Immediately post-defeat after a period in office is a terrible time to try and get back into power as a new leader. And usually the party chooses a terrible new leader to try and get back into power. Escaping all logic they decide that the real reason the electorate, most of whom are arranged across the middle, threw them out was that they weren’t left-wing/right-wing enough. Impeccable thinking. This lurch to the left or right usually continues until a few more pastings, then they traipse back to the middle, all malleable/desperate.
Which brings us to Ed Miliband and the quandary facing the Labour party. Ed seems to have taken the sit on your backside approach, and the Coalition is doing its best to bugger things up. But still no one wants to vote Labour. So what to do? Is there anything worth shaking up, or is just Ed?
There seem to be two opinions worth having on Ed. One is that he was the wrong child at the wrong time. Or conversely, he was the right child at the right time. The first believes that Ed was a lurch to the left (not that there’s much evidence of this, more a lurch to a whole lot of nothing at all) and his brother, David, would have kept the party in the middle, ready to bounce back.

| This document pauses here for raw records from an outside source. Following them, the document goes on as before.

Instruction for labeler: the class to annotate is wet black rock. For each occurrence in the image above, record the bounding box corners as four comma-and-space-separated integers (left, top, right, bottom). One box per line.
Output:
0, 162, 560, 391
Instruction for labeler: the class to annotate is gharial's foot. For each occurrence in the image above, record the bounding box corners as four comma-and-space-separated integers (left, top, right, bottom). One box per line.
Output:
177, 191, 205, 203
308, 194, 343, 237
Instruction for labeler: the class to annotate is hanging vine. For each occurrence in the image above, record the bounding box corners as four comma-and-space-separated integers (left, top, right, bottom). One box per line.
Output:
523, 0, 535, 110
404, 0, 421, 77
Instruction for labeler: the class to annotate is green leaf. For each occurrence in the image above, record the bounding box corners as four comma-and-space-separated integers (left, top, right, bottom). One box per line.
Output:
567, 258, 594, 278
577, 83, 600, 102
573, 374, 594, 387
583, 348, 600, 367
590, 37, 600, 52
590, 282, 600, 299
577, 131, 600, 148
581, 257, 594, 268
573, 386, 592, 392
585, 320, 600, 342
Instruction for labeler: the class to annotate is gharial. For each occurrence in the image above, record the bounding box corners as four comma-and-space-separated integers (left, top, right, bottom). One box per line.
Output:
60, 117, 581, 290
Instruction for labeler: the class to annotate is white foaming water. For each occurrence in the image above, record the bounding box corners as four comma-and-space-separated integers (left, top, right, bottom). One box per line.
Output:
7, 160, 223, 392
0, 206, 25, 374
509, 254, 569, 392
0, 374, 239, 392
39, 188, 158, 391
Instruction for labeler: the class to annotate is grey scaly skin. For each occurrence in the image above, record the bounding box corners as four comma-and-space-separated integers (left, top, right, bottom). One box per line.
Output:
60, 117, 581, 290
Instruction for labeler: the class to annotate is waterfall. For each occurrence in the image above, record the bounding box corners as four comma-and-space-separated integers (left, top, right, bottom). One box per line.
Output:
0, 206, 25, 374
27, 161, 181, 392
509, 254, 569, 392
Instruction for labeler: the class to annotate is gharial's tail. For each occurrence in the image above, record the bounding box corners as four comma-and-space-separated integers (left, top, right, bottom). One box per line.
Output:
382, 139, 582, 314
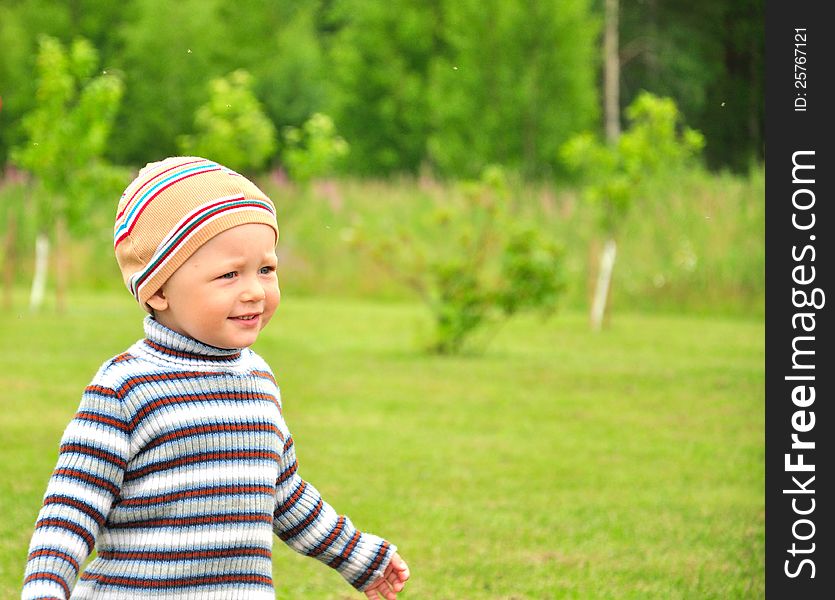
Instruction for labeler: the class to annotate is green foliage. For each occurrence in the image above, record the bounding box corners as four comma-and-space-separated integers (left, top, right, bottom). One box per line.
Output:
560, 92, 704, 236
620, 0, 765, 172
179, 69, 276, 172
327, 0, 442, 174
0, 0, 764, 179
282, 113, 349, 183
427, 0, 599, 177
342, 167, 565, 354
12, 36, 124, 228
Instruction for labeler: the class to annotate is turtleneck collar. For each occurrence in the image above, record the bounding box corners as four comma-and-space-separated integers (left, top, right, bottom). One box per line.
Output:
142, 315, 241, 364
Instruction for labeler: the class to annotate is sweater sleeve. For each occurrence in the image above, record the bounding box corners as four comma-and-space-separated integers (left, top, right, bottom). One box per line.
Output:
21, 378, 129, 600
273, 437, 397, 591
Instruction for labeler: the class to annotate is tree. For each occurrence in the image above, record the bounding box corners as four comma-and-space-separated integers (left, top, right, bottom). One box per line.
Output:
560, 92, 704, 330
349, 165, 565, 354
12, 36, 124, 310
178, 69, 276, 172
326, 0, 441, 174
428, 0, 600, 176
282, 113, 349, 184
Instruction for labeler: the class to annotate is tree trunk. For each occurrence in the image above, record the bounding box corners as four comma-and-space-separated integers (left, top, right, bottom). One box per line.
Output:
591, 238, 617, 331
589, 0, 620, 331
29, 232, 49, 311
55, 216, 70, 314
3, 209, 17, 309
603, 0, 620, 144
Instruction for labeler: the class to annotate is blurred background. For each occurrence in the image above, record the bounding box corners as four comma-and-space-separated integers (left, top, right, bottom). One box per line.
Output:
0, 0, 765, 598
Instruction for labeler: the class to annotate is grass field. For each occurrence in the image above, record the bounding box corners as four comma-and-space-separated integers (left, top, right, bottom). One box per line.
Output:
0, 294, 764, 600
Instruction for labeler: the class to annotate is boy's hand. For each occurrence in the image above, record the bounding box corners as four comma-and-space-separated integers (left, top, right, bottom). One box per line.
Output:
365, 552, 409, 600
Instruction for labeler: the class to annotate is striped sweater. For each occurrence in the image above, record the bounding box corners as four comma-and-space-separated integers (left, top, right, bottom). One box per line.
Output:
22, 317, 395, 600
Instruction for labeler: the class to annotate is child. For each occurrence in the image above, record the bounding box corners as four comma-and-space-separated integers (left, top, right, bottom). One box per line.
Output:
22, 157, 409, 600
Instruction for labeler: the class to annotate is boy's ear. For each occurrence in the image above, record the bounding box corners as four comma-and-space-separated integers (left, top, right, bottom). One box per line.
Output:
145, 288, 168, 311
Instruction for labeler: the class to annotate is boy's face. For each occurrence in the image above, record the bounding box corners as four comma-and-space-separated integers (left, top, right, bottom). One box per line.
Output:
148, 223, 281, 348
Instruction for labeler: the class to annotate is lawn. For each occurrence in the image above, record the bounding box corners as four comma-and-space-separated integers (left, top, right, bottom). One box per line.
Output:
0, 293, 764, 600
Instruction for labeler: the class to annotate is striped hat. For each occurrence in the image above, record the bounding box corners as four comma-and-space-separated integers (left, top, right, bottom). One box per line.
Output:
113, 156, 278, 311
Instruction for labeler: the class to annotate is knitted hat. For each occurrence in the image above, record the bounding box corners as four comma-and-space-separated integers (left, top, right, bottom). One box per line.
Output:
113, 156, 278, 311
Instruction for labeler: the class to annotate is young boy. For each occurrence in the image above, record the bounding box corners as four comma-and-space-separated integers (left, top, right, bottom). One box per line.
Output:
22, 157, 409, 600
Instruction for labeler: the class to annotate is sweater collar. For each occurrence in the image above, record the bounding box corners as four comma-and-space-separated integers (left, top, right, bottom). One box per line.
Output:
142, 315, 241, 364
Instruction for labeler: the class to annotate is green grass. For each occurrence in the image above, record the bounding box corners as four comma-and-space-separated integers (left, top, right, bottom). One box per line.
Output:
0, 294, 764, 600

The second believes in the long-game, and David is a dish best served cold – i.e. Ed can do the hard-yards and take the inevitable defeat, and David can clean up the mess. Both of these trains of thought have the unfortunate, though not implausible, belief that Ed isn’t even the best Labour leader in his own family, let alone national party.
And both assume that Ed can’t win.
So the real decision is – get rid of him now or later? Because Ed Can’t Win is not only a great lapel badge, it’s probably true. But why can’t Ed win? Well, it’s hardly a stunning piece of insightful piece of political analysis but he’s just not the sort of person we want to lead our country. He’s awkward when we want assurance, he’s all elbows and adenoids when we want slick competence and proper vowels, he’s the IT guy, we want the CEO. Sorry, and don’t worry, Ed, if it makes you feel any better, they wouldn’t want me either.
But also he’s indefensibly weak, and perhaps out of touch (which is slightly worrying; it’s not like he has a proper day job). He’s been apologizing for Labour’s record on the economy, giving further ammunition to Coalition attacks, when he should be pointing out a bit more firmly that it wasn’t exactly Labour policy to spend billions bailing out banks. As The Jam once said: Stop apologizing for things you’ve never done.
He also seems to vacillate on spending vs cuts, and he hasn’t found a proper theme to stick to for more than a month. And in the worst week of Cameron’s tenure, he managed to lose a safe seat to George Galloway, even believing the night before that Labour was home and dry. Not exactly finger on the pulse, Ed buddy.
But the question still remains – when is the best timing? Well, its all election crystal-balling, but Labour are going to have to be brave. Remember the Conservatives didn’t really win the last election, they just lost better than the others, and the Lib Dems will get annihilated next time around. Will the economy have picked up by then? (It’s always the economy, stupid.) If so, the wait could get even longer. So Labour will have to go for it in 2015 hoping (in a very perverse way) that we are still flatlining.
And that means a new leader sooner rather than later.